Use binomial series to find the Taylor series about 0 for the function f(x)=(1+x)^-3/5 giving all terms up to the one in x^4. Then use this series and Taylor series for sin x to find the quartic Taylor polynomial about 0 for the function
f(x)= sinx/(1+x)^3/5
To find the Taylor series about 0 for the function f(x) = (1+x)^(-3/5), we can use the binomial series. The binomial series is given by the formula:
(1+x)^n = 1 + nx + (n(n-1)x^2)/2! + (n(n-1)(n-2)x^3)/3! + ...
In this case, we have n = -3/5. Let's find the terms up to the one in x^4.
Term 1: (1+x)^(-3/5) = 1
Term 2: (-3/5)x(1+x)^(-8/5) = -3/5 x -3/5 x x = 9/25 x^2
Term 3: (-3/5)(-8/5)x^2(1+x)^(-13/5) = 24/25 x^3
Term 4: (-3/5)(-8/5)(-13/5)x^3(1+x)^(-18/5) = -312/125 x^4
Putting it all together, the Taylor series about 0 for f(x) = (1+x)^(-3/5) up to the term in x^4 is:
f(x) = 1 + (9/25) x^2 + (24/25) x^3 - (312/125) x^4
Now, to find the quartic Taylor polynomial about 0 for the function f(x) = sin(x)/(1+x)^(-3/5), we need to multiply the Taylor series for sin(x) by the Taylor series for (1+x)^(-3/5) up to the term in x^4.
The Taylor series for sin(x) about 0 is:
sin(x) = x - (x^3)/3! + (x^5)/5! - (x^7)/7! + ...
Multiplying each term by the terms we found in the Taylor series for (1+x)^(-3/5) up to the term in x^4:
Term 1: x * 1 = x
Term 2: -3/5 * x * (9/25) x^2 = -27/125 x^3
Term 3: x^3 * (24/25) x^3 = 24/25 x^6
Term 4: -3/5 * x^3 * (-312/125) x^4 = -7488/625 x^7
Putting it all together, the quartic Taylor polynomial about 0 for f(x) = sin(x)/(1+x)^(-3/5) is:
f(x) = x - (27/125) x^3 + (24/25) x^6 - (7488/625) x^7
To find the Taylor series for the function f(x) = (1+x)^(-3/5) about 0, we can use the binomial series.
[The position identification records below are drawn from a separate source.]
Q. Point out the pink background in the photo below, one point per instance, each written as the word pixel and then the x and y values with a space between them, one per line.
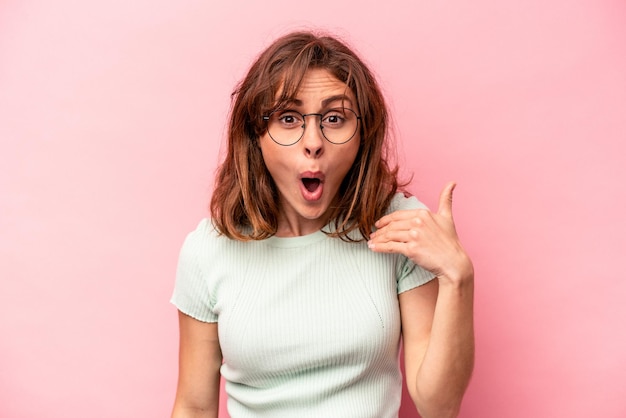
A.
pixel 111 117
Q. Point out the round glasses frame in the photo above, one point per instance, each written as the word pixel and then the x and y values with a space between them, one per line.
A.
pixel 321 126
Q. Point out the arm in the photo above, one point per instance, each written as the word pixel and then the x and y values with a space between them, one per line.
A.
pixel 437 318
pixel 200 358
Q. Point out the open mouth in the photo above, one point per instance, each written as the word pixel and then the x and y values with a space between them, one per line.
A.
pixel 311 184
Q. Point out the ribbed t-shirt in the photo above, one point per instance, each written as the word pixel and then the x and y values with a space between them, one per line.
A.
pixel 308 326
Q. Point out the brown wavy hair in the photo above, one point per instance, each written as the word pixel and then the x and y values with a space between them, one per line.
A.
pixel 245 204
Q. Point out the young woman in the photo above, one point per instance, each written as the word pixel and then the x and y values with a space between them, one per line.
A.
pixel 313 266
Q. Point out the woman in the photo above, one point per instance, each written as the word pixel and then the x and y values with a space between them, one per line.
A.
pixel 312 266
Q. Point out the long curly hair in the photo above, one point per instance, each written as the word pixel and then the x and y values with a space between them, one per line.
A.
pixel 244 205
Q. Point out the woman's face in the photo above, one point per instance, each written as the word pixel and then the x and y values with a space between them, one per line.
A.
pixel 308 173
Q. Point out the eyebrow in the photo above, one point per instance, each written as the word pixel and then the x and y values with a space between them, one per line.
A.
pixel 326 101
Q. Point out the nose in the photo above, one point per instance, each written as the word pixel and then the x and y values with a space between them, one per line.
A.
pixel 312 138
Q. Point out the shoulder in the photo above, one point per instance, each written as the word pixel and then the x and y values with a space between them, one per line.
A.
pixel 402 201
pixel 201 240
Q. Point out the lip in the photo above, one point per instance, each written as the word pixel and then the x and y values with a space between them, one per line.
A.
pixel 317 193
pixel 312 175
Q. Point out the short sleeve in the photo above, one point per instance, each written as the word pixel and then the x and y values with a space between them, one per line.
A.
pixel 191 291
pixel 409 275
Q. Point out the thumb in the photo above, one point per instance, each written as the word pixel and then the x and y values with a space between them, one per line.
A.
pixel 445 200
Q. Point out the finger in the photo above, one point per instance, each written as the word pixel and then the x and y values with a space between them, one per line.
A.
pixel 445 200
pixel 388 247
pixel 398 236
pixel 399 216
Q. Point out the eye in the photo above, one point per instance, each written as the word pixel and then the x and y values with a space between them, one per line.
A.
pixel 289 119
pixel 334 119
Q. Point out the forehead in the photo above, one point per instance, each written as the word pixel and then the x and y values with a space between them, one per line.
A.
pixel 318 87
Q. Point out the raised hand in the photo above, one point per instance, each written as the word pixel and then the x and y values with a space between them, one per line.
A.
pixel 428 239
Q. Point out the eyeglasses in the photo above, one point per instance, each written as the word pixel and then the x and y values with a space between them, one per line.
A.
pixel 286 127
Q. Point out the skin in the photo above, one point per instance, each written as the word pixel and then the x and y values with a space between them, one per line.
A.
pixel 437 318
pixel 313 153
pixel 439 347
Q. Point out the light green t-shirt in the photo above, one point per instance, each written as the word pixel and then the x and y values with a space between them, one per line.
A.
pixel 308 326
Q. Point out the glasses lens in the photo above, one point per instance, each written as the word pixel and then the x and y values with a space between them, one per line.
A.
pixel 339 125
pixel 286 127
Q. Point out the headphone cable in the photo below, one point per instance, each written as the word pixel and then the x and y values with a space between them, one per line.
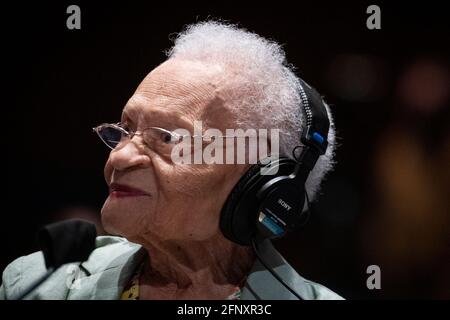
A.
pixel 274 274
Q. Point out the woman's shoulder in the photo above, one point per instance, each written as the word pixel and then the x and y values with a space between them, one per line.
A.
pixel 110 251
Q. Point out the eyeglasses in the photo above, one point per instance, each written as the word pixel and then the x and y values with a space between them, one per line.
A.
pixel 162 140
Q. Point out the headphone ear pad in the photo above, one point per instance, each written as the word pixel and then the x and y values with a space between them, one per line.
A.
pixel 226 215
pixel 242 205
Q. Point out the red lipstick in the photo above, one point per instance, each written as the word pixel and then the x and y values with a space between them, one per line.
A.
pixel 120 191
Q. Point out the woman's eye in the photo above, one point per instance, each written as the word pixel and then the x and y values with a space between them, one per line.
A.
pixel 168 138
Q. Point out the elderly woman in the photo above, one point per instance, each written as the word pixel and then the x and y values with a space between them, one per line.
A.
pixel 167 216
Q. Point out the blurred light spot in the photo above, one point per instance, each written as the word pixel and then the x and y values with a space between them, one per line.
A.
pixel 424 86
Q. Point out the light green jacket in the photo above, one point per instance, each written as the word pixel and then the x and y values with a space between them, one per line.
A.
pixel 110 266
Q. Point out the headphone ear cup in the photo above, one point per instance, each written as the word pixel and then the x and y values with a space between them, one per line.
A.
pixel 238 221
pixel 226 215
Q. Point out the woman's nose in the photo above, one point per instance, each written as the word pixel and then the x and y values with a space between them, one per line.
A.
pixel 127 156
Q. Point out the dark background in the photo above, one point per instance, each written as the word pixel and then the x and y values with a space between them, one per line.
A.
pixel 386 203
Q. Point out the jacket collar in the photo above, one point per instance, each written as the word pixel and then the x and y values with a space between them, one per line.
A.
pixel 108 282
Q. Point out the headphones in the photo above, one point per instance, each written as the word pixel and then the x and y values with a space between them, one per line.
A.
pixel 262 206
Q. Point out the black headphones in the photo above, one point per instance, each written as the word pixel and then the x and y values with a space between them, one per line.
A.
pixel 262 206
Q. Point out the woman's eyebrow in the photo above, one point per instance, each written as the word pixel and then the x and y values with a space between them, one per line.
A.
pixel 168 119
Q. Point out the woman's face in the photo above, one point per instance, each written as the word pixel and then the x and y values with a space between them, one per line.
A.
pixel 175 201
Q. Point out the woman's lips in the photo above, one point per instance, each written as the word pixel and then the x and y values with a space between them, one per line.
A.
pixel 121 191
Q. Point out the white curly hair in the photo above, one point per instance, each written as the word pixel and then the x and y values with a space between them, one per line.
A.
pixel 265 88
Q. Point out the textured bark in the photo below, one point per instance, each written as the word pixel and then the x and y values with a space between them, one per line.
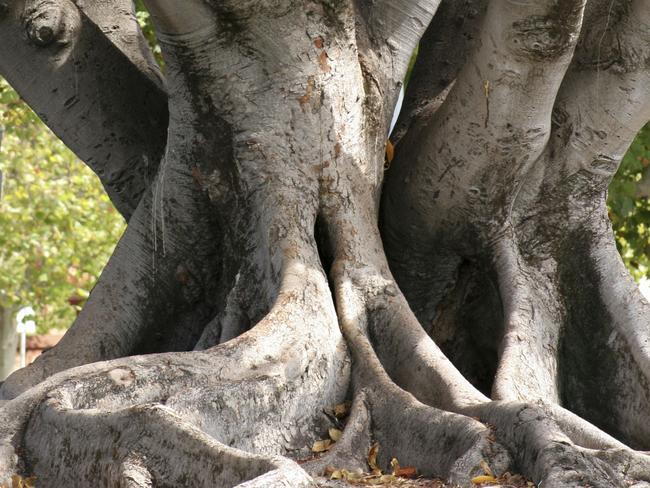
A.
pixel 93 81
pixel 254 266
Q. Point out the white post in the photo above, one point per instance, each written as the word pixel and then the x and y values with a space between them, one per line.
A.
pixel 24 327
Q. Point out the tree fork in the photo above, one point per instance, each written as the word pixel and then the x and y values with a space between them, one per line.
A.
pixel 248 169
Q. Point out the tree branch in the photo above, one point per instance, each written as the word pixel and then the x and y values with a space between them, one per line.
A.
pixel 398 23
pixel 93 85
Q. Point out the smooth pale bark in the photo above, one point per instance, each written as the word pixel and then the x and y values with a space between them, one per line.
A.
pixel 92 80
pixel 255 267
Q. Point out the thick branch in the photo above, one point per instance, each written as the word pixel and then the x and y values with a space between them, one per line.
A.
pixel 100 97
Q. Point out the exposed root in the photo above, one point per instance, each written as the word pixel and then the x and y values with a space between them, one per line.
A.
pixel 190 419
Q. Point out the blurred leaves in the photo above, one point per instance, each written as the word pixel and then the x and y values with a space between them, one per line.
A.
pixel 629 205
pixel 57 226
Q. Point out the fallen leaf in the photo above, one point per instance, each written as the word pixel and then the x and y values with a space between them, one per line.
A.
pixel 336 475
pixel 372 456
pixel 486 468
pixel 322 445
pixel 406 472
pixel 342 410
pixel 335 434
pixel 390 151
pixel 479 480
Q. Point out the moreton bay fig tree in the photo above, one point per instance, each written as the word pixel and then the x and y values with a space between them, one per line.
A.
pixel 468 299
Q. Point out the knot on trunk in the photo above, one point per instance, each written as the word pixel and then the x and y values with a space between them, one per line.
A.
pixel 47 21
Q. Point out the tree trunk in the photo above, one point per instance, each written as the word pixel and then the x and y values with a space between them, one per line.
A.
pixel 252 290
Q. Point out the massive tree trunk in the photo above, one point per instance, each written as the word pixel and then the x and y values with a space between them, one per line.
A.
pixel 472 307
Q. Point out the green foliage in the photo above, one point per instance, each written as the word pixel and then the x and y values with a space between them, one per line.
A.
pixel 629 206
pixel 57 226
pixel 144 20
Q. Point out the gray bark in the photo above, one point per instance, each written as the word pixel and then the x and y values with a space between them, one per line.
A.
pixel 255 269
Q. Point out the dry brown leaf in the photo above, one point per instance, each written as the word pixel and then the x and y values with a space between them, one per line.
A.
pixel 486 469
pixel 406 472
pixel 482 479
pixel 335 434
pixel 322 445
pixel 372 456
pixel 342 410
pixel 390 151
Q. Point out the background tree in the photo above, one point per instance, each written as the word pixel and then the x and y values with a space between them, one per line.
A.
pixel 57 226
pixel 253 262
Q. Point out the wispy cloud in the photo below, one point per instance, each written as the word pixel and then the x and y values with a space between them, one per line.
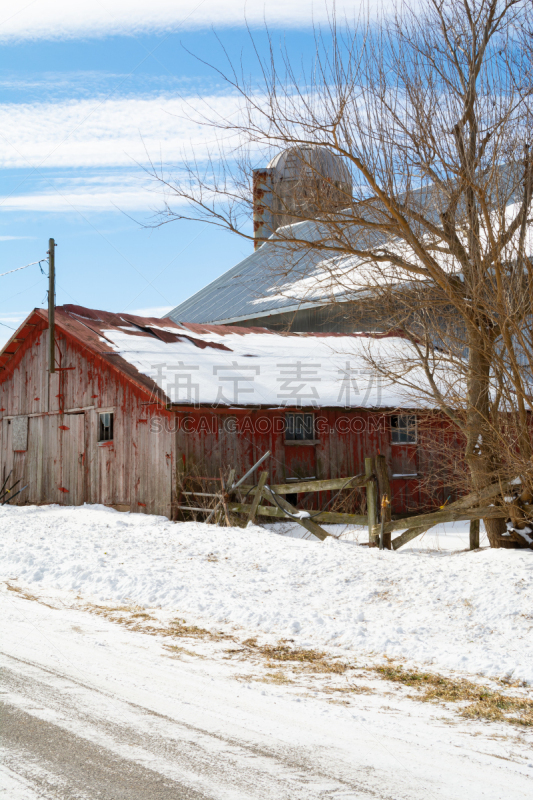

The binomial series states that for any real number n and a real number x such that |x| < 1, we have:
(1 + x)^n = 1 + nx + (n(n-1)x^2)/2! + (n(n-1)(n-2)x^3)/3! + ... + (n(n-1)(n-2)...(n-k+1)x^k)/k! + ...
In this case, we have f(x) = (1+x)^(-3/5), and we want to find the terms up to x^4. Using the binomial series, we can expand f(x) as follows:
f(x) = (1+x)^(-3/5) = 1 + (-3/5)x + (-3/5)(-3/5-1)x^2/2! + (-3/5)(-3/5-1)(-3/5-2)x^3/3! + ...
To simplify the expression, let's expand the coefficients:
f(x) = 1 - (3/5)x + (3/5)(8/5)x^2/2! - (3/5)(8/5)(13/5)x^3/3! + ...
Now, let's find the terms up to x^4:
f(x) = 1 - (3/5)x + (3/5)(8/5)x^2/2! - (3/5)(8/5)(13/5)x^3/3! + (3/5)(8/5)(13/5)(18/5)x^4/4! + ...
To find the quartic Taylor polynomial for the function f(x) = sin(x)/(1+x)^(-3/5), we need to multiply the terms of the Taylor series we found for f(x) by the corresponding terms in the Taylor series for sin(x).
The Taylor series for sin(x) about 0 is:
sin(x) = x - x^3/3! + x^5/5! - x^7/7! + ...
To find the quartic Taylor polynomial, we will multiply the terms up to x^4 in the series for f(x) by the corresponding terms in the series for sin(x):
quartic Taylor polynomial for f(x) = (1)x - (3/5)(x^2)/2! + (3/5)(8/5)(x^3)/3! - (3/5)(8/5)(13/5)(x^4)/4! + ...
Simplifying the expression, we get:
quartic Taylor polynomial for f(x) = x - (3/10)x^2 + (24/50)x^3 - (624/1000)x^4 + ...
And this is the desired quartic Taylor polynomial for the function f(x) = sin(x)/(1+x)^(-3/5) about 0.